Article 56 of the Constitution of Kenya 2010 stipulates that the state shall put in place affirmative action programmes designed to ensure that marginalized groups;
a) participate and are represented in governance and other spheres of life,
b) are provided special opportunities in educational and economic fields,
c) are provided special opportunities for access to employment,
d) develop their cultural values, languages and practices; and
e) have reasonable access to water, health services and infrastructure.
Article 260 of the Constitution defines a marginalized community as;
a) a community that, because of its relatively small population or for any other reason, has been unable to fully participate in the integrated social and economic life of Kenya as a whole,
b) a traditional community that, out of a need or desire to preserve its unique culture and identity from assimilation, has remained outside the integrated social and economic life of Kenya as a whole,
c) an indigenous community that has retained and maintained a traditional lifestyle and livelihood based on a hunter or gatherer economy; or
d) pastoral persons and communities, whether they are—
i. nomadic; or
ii. a settled community that, because of its relative geographic isolation, has experienced only marginal participation in the integrated social and economic life of Kenya as a whole; and a “marginalised group” means a group of people who, because of laws or practices before, on, or after the effective date, were or are disadvantaged by discrimination on one or more of the grounds in Article 27 (4);
Article 27 of the Constitution states that to give full effect to the realization of the rights under that article that every person is equal before the law and has the right to equal protection and equal benefit of the law, that women and men have rights to equal opportunities in political economic and social spheres that the state shall not discriminate directly or indirectly against any person on any ground including race, sex, pregnancy, marital status, health status, ethnic or social origin colour, age, disability, religion, conscience, belief, culture, dress language or birth, the State shall take legislative and other measures including affirmative action programmes and policies designed to redress any disadvantages suffered by individuals or groups because of past discrimination.
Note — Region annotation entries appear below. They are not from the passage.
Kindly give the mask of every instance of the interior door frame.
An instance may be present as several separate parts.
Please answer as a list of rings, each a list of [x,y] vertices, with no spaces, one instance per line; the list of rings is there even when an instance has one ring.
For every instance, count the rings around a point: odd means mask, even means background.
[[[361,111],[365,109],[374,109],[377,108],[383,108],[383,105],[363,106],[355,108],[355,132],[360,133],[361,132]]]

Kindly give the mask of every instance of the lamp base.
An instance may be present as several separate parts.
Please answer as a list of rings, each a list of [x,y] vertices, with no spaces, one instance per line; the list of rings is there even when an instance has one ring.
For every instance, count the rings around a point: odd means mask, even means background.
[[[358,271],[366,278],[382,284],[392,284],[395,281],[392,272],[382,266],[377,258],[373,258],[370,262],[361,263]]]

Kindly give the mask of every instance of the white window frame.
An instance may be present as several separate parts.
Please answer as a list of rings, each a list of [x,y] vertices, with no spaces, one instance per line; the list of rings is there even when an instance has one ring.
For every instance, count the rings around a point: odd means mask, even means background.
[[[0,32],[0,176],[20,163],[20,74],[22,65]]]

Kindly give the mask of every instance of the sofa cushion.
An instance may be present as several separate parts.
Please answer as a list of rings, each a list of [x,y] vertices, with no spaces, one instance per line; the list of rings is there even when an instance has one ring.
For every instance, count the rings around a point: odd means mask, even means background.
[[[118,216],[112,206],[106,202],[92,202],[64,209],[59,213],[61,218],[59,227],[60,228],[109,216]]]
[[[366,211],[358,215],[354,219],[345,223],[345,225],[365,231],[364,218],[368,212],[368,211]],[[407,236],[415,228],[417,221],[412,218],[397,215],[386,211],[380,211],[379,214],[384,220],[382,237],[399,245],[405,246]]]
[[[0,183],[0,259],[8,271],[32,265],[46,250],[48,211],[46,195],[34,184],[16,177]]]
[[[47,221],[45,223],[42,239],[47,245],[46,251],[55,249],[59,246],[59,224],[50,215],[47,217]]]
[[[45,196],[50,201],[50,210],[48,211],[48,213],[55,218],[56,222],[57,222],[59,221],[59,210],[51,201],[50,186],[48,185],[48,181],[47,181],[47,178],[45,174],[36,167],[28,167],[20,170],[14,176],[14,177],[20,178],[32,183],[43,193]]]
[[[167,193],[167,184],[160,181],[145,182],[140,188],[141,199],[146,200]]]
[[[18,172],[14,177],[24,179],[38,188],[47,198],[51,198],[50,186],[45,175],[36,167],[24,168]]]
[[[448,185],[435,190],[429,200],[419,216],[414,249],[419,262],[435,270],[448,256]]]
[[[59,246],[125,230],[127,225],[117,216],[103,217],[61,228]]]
In the County set up it’s up to the County Assemblies and the County Governments to take legislative and other measures including affirmative action programmes and policies to address the plight, disadvantages of the minorities and marginalized groups.
There is no doubt that in the counties of Kakamega, Bungoma, Busia, Vihiga, and neighbouring Trans Nzoia have within them minorities and marginalized groups. In Bungoma County, the Sabaot, the Bongomek, the Batura, the Tesos are minorities and where the sections of the Sabaots have even petitioned to be administered in Trans Nzoia County. That state of affairs prevails in all the Counties of the region. The issues of minorities and marginalized groups affect people, human beings and it is West Fm’s position those matters that affect people are matters that cannot, ought not to be swept under the carpet, treated causally, delayed in being resolved. They require courageous action, swift concrete measures. Delay is unacceptable. It only deepens bitterness and suffering on those affected and who’ve been disadvantaged through historical injustices.
The elected leaders of the region at both the national and County level must address the challenges of the minorities and marginalized groups for that is a Constitutional duty and it’s a shame that nine years since the Constitution of Kenya 2010 was promulgated, those issues have not been dealt with at all. It is urgent that we address the dictates of the minorities and marginalized communities forthwith before any constitutional amendments are undertaken. It is a betrayal of the Constitution to pretend the grievances of the minority and marginalized are not urgent.